If the hair is contaminated with seed, dip the goats in clean water a few times before shearing to soften and break up the seed. Keep the goats free of blue lice (Linognathus spp.) or red lice (Damalinia spp.); they damage the hair and irritate the animals. Check for lice regularly when the goats have more than two months of hair growth, to minimise the use of dips or pour-on paracides. Avoid over-handling heavily pregnant ewes, or ewes with small kids.

Shearing: getting the timing right
Plan shearing time around the mating and kidding seasons. Bear in mind the effect of cold, wet weather on newly-shorn goats. Ideally the ewes, which have a gestation period of 150 days, should be shorn five to six weeks before kidding. This will give them enough time to grow new hair for protection against bad weather. You should therefore shear them in late January or early February, a month or so before the rams are put in.

Shear the rams separately a few weeks earlier. Don’t remove the hair on the scrotum as the skin here can get badly sunburnt. If you have to shear longer hair at this critical time, crutch the ewes (remove the hair below the tail) and clean the area around the ram’s penis. This keeps the fleeces cleaner and stops the ram from soiling the ewes. It also helps in mating and prevents twigs and thorns stuck in the locks from injuring the rams. If the ewes kid with long hair, shear them around the udder so that the kids can find the teats easily.

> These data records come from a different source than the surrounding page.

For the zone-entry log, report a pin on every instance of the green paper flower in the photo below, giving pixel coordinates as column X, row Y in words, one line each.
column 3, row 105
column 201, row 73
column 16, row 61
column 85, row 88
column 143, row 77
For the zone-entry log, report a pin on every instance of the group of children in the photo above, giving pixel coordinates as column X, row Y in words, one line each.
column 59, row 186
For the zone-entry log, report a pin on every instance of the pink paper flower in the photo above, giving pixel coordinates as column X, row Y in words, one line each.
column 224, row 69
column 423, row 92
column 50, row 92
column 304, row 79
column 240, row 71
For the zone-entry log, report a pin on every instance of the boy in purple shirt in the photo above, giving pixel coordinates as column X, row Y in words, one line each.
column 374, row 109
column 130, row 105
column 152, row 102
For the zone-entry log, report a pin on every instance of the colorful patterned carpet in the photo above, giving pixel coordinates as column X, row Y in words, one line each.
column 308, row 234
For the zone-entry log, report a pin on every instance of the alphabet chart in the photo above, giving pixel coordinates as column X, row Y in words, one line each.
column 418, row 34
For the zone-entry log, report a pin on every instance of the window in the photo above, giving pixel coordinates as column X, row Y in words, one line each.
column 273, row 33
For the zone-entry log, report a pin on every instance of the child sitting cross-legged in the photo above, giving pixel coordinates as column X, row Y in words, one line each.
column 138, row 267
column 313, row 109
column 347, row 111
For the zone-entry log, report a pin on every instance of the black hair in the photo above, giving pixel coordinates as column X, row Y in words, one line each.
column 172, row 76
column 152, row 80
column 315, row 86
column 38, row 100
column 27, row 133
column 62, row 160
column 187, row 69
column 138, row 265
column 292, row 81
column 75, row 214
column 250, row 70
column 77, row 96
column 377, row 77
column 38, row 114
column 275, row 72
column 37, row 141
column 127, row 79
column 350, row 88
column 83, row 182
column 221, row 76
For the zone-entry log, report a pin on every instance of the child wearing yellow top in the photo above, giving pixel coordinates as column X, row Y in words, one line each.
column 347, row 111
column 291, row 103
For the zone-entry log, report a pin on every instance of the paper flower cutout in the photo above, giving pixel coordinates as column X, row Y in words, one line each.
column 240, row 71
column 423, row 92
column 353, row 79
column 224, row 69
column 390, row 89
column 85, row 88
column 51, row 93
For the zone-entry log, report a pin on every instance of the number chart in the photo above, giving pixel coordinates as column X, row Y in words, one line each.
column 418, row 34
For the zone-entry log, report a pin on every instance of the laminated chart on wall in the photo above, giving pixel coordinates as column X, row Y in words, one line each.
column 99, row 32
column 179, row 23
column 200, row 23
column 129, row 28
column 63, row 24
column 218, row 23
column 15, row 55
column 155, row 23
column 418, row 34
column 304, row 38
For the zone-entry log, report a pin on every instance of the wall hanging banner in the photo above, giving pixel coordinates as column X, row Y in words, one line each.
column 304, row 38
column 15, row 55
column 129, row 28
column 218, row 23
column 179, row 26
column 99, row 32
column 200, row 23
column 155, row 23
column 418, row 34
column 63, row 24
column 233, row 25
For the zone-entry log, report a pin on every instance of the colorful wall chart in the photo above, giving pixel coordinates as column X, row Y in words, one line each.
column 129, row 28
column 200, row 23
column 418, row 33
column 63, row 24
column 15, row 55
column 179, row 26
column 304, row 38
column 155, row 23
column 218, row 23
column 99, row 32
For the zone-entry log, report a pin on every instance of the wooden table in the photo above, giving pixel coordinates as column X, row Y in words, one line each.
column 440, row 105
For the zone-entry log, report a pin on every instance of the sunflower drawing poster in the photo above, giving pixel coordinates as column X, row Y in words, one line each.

As the hair gets longer closer to shearing time, keep handling to a minimum. Moving the goats around, especially in wet or green veld, will stain the fleece. Wait until the dew has evaporated before bringing in the flock. In all Angoras – even kids, young goats and kapaters – keep the area below the tail clean by removing any long hair that can collect urine or dung. This can stain the hair of other goats when the animals rub against each other in the pen. A day or so before shearing, check every goat for thorns or twigs stuck in the hair. Removing these before shearing is easier than trying to remove them from the fleeces.

Conditions
Shearing must take place in a secure, clean shed with enough space for a team of competent shearers to work. Make sure there are enough sorting tables and bins to handle, class, bale and store the clip. A sorting table is easy to make by stretching chicken mesh over a wooden or metal frame. The mesh allows dust to fall through but retains the locks. Place shorn goats in camps with sufficient feed and shelter against the cold. Each camp should have a weatherproof shed for when the weather turns really bad.

Shorn Angoras are vulnerable to cold stress if they are in poor condition or have been standing in the shearing pen all day without food. Farmers with large flocks shear the goats in sections to cut the risk and to make management and shearing easier. Well-fed goats are less susceptible to cold, so if you can afford it, give the goats extra feed at shearing time. A cold snap in spring is just as dangerous to shorn goats as cold, wet weather in winter.

In addition to being a freelance journalist focusing primarily on agriculture, Roelof Bezuidenhout is a fourth-generation Karoo small-stock farmer, specialising in Merino and Dorper sheep and Angora goats.